Kram writes here about Frazier's fight with Jerry Quarry on June 17, 1974 at Madison Square Garden: "Odds dipped from 6-5 Frazier to even money with the arrival of fight night, clear indication that regardless of how Frazier had drubbed him in their prior meeting, the personable white heavyweight had a loyal following of fans who had warmed to reports of his reclamation. But Frazier was certain that the new Jerry Quarry would quickly revert to the old one as soon as he laid leather on him, and that is exactly what happened. Only in the first round and briefly in the second did Quarry try to box Joe as (his manager Gil) Clancy had instructed. From that point on, it was all Joe. Grinning as he advanced upon Quarry, he pounded him to the body and head, as Quarry began bleeding from a cut over his right eye. Frazier worked Quarry with both hands to the body in the third and stunned him with a solid right cross to the head. Clancy yelled, 'Mooooove! Mooooove!' Quarry stood as if his boxing shoes were encased in concrete while Frazier pummeled him again and again. Through the fourth round, Frazier continued to pour it on, backing Quarry into one set of ropes and then another. With thirty seconds remaining in the round, Frazier landed a double left hook to the head and chin, which appeared to freeze Jerry in midair before he caught himself from falling. Just before the bell, Frazier connected with a fierce left hook to the abdomen that caused Quarry to sink to the canvas. Quarry got up at the bell as the count reached five. With tears in her eyes, (his wife) Charlie left her seat and headed toward the dressing rooms.

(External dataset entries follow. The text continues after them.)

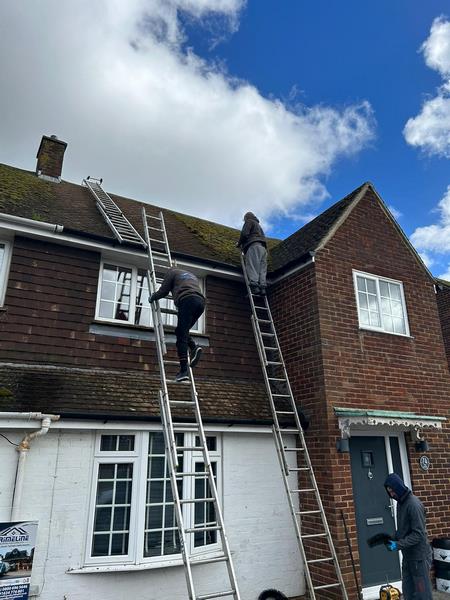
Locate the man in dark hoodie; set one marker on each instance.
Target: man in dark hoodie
(252, 242)
(411, 539)
(190, 303)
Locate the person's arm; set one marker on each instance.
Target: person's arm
(245, 232)
(418, 531)
(165, 289)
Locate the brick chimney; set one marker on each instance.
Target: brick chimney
(50, 158)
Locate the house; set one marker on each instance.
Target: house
(358, 322)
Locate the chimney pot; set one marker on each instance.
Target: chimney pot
(50, 158)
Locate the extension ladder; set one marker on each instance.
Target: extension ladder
(159, 259)
(311, 527)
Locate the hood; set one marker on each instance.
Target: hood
(396, 483)
(251, 216)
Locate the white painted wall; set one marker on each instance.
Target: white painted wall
(56, 492)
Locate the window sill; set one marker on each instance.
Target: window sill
(162, 564)
(372, 330)
(137, 332)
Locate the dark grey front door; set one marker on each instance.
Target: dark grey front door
(373, 511)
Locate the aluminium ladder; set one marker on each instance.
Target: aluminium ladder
(159, 259)
(311, 527)
(114, 217)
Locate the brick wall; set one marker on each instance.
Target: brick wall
(331, 362)
(50, 305)
(443, 299)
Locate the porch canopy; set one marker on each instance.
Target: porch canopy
(355, 418)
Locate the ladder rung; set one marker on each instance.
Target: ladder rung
(314, 560)
(322, 587)
(216, 595)
(204, 528)
(307, 512)
(182, 402)
(203, 561)
(194, 500)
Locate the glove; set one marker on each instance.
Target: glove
(391, 545)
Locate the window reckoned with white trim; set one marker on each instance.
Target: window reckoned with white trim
(132, 518)
(5, 256)
(123, 294)
(381, 304)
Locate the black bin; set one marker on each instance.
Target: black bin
(441, 556)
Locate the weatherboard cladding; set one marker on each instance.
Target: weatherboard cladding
(23, 194)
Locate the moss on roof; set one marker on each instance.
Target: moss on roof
(24, 189)
(220, 238)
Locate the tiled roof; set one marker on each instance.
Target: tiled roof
(98, 392)
(23, 194)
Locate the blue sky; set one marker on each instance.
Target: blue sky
(216, 107)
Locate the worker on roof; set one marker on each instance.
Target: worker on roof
(190, 302)
(252, 242)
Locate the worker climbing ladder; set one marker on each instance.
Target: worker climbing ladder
(159, 260)
(322, 571)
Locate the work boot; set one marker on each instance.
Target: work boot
(182, 375)
(196, 354)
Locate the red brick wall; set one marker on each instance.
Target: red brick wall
(50, 305)
(366, 369)
(443, 298)
(331, 362)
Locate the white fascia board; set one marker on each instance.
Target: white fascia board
(81, 424)
(43, 231)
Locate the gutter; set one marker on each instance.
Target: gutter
(23, 448)
(53, 228)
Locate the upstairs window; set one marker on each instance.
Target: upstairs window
(5, 254)
(123, 298)
(381, 304)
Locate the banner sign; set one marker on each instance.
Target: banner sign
(17, 543)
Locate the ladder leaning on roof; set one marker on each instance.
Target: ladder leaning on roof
(159, 259)
(311, 527)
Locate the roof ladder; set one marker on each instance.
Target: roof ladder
(117, 221)
(159, 258)
(310, 522)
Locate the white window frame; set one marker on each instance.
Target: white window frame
(377, 279)
(4, 268)
(199, 328)
(139, 458)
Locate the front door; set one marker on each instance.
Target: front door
(373, 509)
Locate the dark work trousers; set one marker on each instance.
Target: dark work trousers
(416, 580)
(190, 308)
(256, 264)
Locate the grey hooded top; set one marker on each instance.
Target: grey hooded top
(411, 534)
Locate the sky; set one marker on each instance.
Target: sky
(217, 107)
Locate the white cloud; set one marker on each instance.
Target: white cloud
(435, 238)
(430, 129)
(157, 122)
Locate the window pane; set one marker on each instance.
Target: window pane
(109, 518)
(160, 536)
(394, 291)
(371, 286)
(361, 283)
(115, 292)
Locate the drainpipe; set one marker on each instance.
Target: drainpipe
(23, 449)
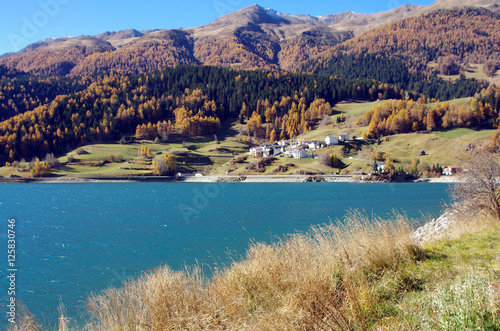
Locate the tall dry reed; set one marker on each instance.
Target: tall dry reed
(319, 280)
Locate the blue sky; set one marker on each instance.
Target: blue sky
(23, 22)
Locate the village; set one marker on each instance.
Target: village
(298, 149)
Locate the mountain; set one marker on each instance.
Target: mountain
(253, 37)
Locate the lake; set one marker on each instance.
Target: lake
(76, 238)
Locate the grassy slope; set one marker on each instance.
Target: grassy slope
(204, 155)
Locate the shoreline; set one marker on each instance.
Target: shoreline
(225, 179)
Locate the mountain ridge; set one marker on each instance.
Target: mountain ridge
(250, 38)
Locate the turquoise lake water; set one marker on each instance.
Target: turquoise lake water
(73, 239)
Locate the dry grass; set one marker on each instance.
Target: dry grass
(359, 274)
(319, 280)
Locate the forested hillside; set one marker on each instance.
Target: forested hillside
(21, 92)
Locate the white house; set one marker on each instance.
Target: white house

"Standing over him before the fifth round, Clancy alternately scolded Quarry for 'throwing the fight plan out the window' and worked to close the cuts that had opened up over both eyes. Cleared to continue by New York State Athletic Commission physician Dr. Harry Kleiman, Quarry came for the fifth with his hands held high to protect his face. When Frazier drilled him with yet another unanswered right hand to the head, Quarry held up his gloves in apparent surrender, as blood began pouring harder now from the cut over his left eye. Frazier pointed to Quarry and told (referee) Joe Louis, 'The man is cut bad. What are you going to do?' But Louis looked at him blankly. Along press row, writers and others called out to the Brown Bomber, 'Stop it, Joe! Stop the fight!' Thinking that the action would be halted, Frazier turned back to his corner, but Louis ignored the cries to end the fight and signaled the two fighters to continue. Upon hearing (trainer Eddie) Futch yell, 'Go back in there!' Frazier caught Quarry with two left hooks that caused his body to shudder. Only then did Louis step in and stop it, at 1:37 of the round. In hos column the following day in the Los Angeles Times, Jim Murray waxed grimly, 'It was a fight so brutal and atavistic [that] this dispatch should be filed in cave drawings.'
"Given up for a ghost of his old self only days before by the press, Frazier was full of new energy and resolve in his evisceration of Quarry. Clancy claimed he had never seen Frazier look better and predicted he would beat the winner of the Ali-Foreman bout scheduled for Kinshasa on October 30. 'O ye of little faith,' Futch told reporters with a big grin. As Frazier had said of (Joe) Bugner the year before, he had no desire to injure Quarry more than he had. Joe explained, 'When it looked like the skin was ripping off his eye, I wanted it stopped. I have a warm feeling for Jerry.' On his way out of the Garden, Frazier stopped in and said good-bye to Quarry, who had required a total of eighteen stitches - fifteen over the left eye, three over the right. 'Stop by if you ever happen to be in the neighborhood,' Frazier told him. With an ice bag affixed to the purple bruises that covered his face, Quarry told him, 'You are a helluva man.'"

You will have the same thought about Frazier after reading Smokin' Joe, a perfect gift for Father's Day.